DNA-onderzoek bewijst waarde
Het gebruik van DNA als gerechtelijk bewijsmateriaal om misdrijven op te lossen ontwikkelt zich in snel tempo. Bij de moordzaak in Sint Philipsland bewees de methode haar waarde. Voor het eerst in Nederland is na grootschalig DNA-onderzoek (onder tachtig mannen) een dader gevonden.
Volgens K. van der Beek van het Nederlands Forensisch Instituut (NFI) had de politie in deze zaak het voordeel dat zij een duidelijk DNA-spoor van de dader in de woning van het slachtoffer aantrof. „Qua techniek is dit dus niet echt een doorbraak, maar het is wel het eerste grootschalige DNA-onderzoek waarbij een dader is gevonden.”
In de moordzaak van Marianne Vaatstra uit Zwaagwesteinde en de Utrechtse serieverkrachter leidde de aanpak nog niet tot succes. Volgens Van der Beek komen DNA-onderzoeken waaraan tientallen of honderden potentiële verdachten meewerken ook in Engeland, Duitsland en Frankrijk voor.
Van der Beek beheert bij het NFI de DNA-databank, waarin profielen van 2532 personen en 6856 sporen zijn ondergebracht. Volgens het plaatsvervangend hoofd van de afdeling biologie is de opsporingstechniek de laatste jaren sterk verbeterd. „Vroeger was een hoeveelheid bloed ter grootte van een gulden nodig om een DNA-profiel te kunnen maken, nu is een speldenknopje genoeg.”
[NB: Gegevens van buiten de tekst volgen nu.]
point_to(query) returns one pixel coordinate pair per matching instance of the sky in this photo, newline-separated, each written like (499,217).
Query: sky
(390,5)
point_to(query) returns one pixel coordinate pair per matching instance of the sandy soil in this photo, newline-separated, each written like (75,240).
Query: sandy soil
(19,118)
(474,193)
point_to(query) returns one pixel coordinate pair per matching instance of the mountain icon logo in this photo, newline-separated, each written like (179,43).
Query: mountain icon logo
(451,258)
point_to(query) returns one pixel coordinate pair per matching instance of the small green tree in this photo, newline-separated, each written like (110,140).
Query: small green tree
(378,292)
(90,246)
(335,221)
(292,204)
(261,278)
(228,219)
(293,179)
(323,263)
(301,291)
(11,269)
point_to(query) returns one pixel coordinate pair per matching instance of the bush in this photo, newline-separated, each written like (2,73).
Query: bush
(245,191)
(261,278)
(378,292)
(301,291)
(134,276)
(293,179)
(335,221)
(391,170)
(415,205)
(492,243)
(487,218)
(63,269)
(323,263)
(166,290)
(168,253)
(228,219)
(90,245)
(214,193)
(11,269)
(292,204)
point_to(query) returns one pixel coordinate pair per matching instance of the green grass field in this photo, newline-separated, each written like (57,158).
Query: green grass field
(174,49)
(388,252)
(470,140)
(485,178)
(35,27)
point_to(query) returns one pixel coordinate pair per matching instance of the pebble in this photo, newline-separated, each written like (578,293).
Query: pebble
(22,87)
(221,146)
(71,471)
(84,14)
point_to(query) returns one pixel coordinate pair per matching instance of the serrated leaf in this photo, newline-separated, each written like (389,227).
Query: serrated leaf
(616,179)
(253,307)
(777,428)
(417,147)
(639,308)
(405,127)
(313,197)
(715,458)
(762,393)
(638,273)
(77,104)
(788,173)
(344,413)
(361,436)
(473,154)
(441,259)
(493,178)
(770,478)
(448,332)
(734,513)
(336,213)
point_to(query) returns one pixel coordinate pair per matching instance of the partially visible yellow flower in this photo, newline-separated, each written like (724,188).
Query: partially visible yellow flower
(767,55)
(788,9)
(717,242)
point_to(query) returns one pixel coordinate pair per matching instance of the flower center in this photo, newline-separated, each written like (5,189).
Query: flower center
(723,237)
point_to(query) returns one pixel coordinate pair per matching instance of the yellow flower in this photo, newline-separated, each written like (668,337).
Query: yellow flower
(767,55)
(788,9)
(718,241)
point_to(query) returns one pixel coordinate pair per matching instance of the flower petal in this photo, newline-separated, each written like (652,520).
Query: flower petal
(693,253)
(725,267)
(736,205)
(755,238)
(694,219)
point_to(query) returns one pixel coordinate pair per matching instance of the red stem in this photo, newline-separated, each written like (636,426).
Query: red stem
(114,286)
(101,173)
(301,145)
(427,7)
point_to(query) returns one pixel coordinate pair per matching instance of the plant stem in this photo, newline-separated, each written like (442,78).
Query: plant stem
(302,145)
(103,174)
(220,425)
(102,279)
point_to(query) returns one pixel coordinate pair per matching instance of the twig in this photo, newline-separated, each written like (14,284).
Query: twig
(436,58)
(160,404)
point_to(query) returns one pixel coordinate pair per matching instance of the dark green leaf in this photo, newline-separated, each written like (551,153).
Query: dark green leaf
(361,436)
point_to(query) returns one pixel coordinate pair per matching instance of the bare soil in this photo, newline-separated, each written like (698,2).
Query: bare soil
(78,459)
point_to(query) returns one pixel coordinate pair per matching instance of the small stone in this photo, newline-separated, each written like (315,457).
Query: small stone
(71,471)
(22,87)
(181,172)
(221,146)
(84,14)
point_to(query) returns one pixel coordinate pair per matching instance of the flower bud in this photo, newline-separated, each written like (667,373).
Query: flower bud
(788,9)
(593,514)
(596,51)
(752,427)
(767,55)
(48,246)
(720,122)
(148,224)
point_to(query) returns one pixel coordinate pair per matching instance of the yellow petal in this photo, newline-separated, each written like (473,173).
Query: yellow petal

In sommige gevallen kunnen experts DNA-materiaal afnemen dat niet te zien is. „Op touw of plastic waarmee slachtoffers zijn vastgebonden, zit vaak celmateriaal dat te gebruiken is”, aldus Van der Beek.
Om de techniek te verfijnen zijn twee wetsvoorstellen in behandeling. Zo is het de bedoeling om veroordeelden ertoe te verplichten DNA-materiaal af te staan. Het tweede voorstel wil opsporingsdiensten meer bevoegdheden geven om op basis van een DNA-spoor gericht op haarkleur en oogkleur te zoeken naar verdachten van een misdrijf. De Tweede Kamer ging daarmee al akkoord, behandeling in de Eerste Kamer volgt begin mei.
Het NFI werkt ook samen met de universiteiten van Leiden en Rotterdam. Zo wordt er onderzoek gedaan naar het DNA van overleden personen om het tijdstip van overlijden, de doodsoorzaak en de leeftijd van het slachtoffer nauwkeuriger te kunnen vaststellen.